My expertise is in US, but I have a lot of exposure to worldwide, and with wide reference material, I will do what I can to answer questions about global stamps. In US I have extensive experience in all aspects (does include Administrative overprints for Cuba, China, Puerto Rico etc.). Also, Hawaii general issue and Revenue (pre-statehood). Of course still building knowledge but have been collecting since 1980. Air Mail is a favorite area, but not a limitation. Two specialty areas are Large Banknote issues, and Washington/Franklin identification. Strong experience in Carrier & Locals, Private Die (Also known as M&M for "Match & Medicine" but also includes some playing card and perfume stamp issues.) Recently have been building more back-of-book experience, especially around Official, Newspaper, Revenue and tax editions. Some covers, and cancellations, but not my strong suit. Another area I'm recently diving into. What I can't do: Anything non-US, as it's just not an area I focus on.

Experience

30+ years of learning the hard way. A lot of passion for collecting and dealing (as I do both). I don't consider it a hobby... I consider it a serious pursuit that I'm able to do in the hours I'm not occupied by annoying things like sleep. I work closely with some of the global leaders in the expertizing and identification field. Have co-authored several papers (with Mr. William Weiss Jr.) related to identification, as well as tool set to help with quickly identifying the more challenging areas of Washington Franklin.
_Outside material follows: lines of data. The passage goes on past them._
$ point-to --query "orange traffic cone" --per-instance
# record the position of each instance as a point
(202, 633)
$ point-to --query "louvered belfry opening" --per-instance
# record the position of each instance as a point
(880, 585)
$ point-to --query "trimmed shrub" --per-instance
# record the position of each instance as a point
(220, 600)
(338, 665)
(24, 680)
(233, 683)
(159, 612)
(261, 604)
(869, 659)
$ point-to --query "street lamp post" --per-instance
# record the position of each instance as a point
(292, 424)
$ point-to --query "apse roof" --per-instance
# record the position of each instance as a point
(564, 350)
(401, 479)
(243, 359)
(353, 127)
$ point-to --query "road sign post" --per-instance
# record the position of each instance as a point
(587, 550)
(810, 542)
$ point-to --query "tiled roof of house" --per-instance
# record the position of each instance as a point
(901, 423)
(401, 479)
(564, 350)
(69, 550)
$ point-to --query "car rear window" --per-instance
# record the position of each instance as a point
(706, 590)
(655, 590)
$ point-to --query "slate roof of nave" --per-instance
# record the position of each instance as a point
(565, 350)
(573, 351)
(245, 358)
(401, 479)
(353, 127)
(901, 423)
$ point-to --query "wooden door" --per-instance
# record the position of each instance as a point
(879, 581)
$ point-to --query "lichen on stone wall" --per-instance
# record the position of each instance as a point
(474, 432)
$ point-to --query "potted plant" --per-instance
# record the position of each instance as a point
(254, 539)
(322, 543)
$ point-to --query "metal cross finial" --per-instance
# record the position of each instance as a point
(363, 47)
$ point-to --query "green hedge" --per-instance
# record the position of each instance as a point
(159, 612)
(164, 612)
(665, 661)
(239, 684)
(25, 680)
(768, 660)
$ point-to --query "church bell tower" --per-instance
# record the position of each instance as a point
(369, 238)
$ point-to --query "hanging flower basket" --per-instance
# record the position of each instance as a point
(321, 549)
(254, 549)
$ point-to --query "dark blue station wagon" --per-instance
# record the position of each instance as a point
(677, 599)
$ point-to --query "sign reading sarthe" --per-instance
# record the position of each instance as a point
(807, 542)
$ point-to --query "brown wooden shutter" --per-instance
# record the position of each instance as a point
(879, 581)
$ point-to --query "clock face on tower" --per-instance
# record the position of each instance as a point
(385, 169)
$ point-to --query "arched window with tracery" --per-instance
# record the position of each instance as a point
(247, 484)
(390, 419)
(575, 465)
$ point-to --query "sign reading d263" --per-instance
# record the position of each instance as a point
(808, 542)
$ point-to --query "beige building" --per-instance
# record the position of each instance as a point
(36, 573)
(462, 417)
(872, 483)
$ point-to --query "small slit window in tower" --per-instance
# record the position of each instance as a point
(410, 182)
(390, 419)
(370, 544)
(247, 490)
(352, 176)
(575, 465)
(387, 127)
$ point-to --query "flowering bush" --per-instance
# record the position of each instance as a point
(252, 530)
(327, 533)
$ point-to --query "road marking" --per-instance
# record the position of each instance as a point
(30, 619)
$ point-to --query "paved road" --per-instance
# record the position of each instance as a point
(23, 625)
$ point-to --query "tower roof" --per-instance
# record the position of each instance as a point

Strong experience in paper types and coil validation.

Organizations
Member of APS #222356.

Publications
1870 - 1879 Large Banknote Issues - Easy Identification (co-authored with William Weiss Jr). Washington-Franklin - Easy Identification (co-authored with William Weiss Jr.) Detecting Fakes, Alterations and Counterfeits (APS Summer Session Expertizing Session materials with William Weiss Jr.)

Education/Credentials
Thousands and thousands of hours of pouring over hundreds of collections. 30+ years as a collector-to-dealer, avid student of philatelic study. Pre-1900 variation is fascinating, and it seems even after all these years, that I make some discovery every time I look at a new example. APS Summer Session - Fundamentals of Expertizing 2014

Past/Present Clients
100's too numerous to mention.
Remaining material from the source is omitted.